What Is the Difference Between Classification and Regression?
Classification and regression are two families of machine learning methods. At a high level, classification is used to categorise data, while regression is used to predict numerical values. Classification and regression are the two most important types of supervised learning, which you can learn more about in my article on supervised and unsupervised learning.
In this text, we’ll take a deeper dive into supervised learning and explore how it works in practice.
What Is Supervised Learning?
Supervised learning is based on labelled data, where a model is trained to predict the label for new, unseen data. So how does this apply to classification and regression?
What Is Classification?
Classification deals with data that is labelled with discrete categories. The goal is to use machine learning to learn how to predict the label based solely on the input data.
For example, imagine you have a dataset consisting of images of cats and dogs. Classification involves defining “cat” and “dog” as discrete categories and training a machine learning model to categorise images as one or the other.
What Is Regression?
Regression focuses on using machine learning to learn a mathematical relationship between different values. Unlike classification, which relies on fixed categories, regression works with values on a continuous scale—such as length or temperature. A regression model predicts one value based on others. Linear regression and polynomial regression are well-known examples, but there are also other types of models, such as decision trees.

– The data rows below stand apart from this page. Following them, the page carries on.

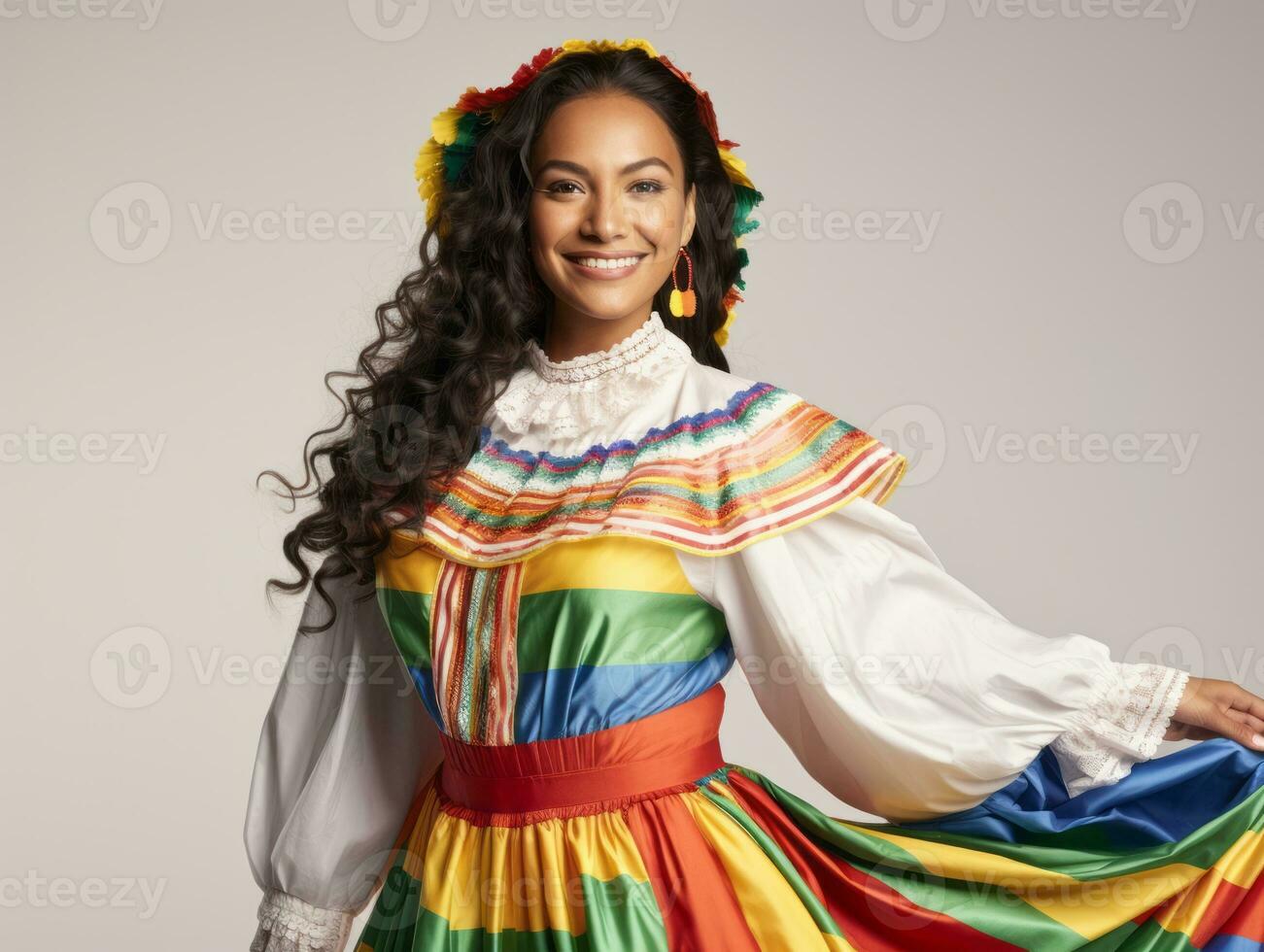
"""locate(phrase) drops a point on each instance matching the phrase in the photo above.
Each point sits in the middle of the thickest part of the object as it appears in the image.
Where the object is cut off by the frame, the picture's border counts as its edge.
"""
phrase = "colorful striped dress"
(511, 741)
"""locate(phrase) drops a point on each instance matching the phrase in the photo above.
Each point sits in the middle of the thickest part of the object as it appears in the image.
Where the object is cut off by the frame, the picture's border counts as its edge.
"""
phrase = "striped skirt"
(642, 838)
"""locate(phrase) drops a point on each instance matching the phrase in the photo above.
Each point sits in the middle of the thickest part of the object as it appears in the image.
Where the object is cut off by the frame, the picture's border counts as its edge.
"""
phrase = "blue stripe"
(425, 682)
(1160, 800)
(564, 701)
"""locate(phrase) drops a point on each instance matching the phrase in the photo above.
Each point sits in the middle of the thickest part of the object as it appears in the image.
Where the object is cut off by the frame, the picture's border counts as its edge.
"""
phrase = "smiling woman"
(560, 521)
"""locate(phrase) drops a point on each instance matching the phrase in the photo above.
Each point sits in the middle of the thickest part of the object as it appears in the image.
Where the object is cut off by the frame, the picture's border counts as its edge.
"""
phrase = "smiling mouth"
(597, 267)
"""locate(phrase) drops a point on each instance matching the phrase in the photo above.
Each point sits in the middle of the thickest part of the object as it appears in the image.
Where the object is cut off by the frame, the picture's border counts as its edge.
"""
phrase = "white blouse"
(898, 688)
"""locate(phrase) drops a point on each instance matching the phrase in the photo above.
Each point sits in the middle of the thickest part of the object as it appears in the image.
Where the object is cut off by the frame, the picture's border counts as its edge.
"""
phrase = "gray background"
(1087, 173)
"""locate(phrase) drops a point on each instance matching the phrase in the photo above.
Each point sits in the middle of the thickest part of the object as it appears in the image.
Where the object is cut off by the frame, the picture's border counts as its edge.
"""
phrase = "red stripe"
(664, 750)
(872, 915)
(700, 908)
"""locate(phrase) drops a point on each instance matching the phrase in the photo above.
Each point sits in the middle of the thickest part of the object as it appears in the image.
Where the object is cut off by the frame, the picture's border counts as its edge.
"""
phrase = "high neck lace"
(588, 393)
(636, 345)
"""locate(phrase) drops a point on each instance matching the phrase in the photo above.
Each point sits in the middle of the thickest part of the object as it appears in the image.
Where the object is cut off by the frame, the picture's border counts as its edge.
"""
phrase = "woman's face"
(608, 213)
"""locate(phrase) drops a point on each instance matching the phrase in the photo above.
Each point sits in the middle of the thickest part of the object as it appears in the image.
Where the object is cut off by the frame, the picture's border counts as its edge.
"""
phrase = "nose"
(605, 218)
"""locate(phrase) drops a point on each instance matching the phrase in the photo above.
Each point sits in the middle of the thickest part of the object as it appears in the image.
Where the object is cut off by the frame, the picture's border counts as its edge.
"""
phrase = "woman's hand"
(1214, 708)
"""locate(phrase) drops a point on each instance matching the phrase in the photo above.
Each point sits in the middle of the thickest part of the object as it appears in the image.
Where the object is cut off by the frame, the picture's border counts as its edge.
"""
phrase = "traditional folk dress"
(511, 740)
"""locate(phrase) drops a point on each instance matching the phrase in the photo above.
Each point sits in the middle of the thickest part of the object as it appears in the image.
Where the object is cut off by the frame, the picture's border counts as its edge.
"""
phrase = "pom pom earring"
(683, 304)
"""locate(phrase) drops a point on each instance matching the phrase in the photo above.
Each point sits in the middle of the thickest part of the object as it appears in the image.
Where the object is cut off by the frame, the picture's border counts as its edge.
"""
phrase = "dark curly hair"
(459, 323)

A simple example could be data on sold homes, including their living area and sale price. Regression can be used to identify a mathematical relationship between size and price, which can then be used to predict the price of homes that have not yet been sold.
How Do They Compare?
In summary, the differences can be described as follows:
Classification
Data: Divided into predefined, discrete categories
Goal: Assign an input to one of the categories
Model output: A specific category from a set
Regression
Data: Continuous numerical data with an underlying relationship
Goal: Predict one variable based on others
Model output: A numerical value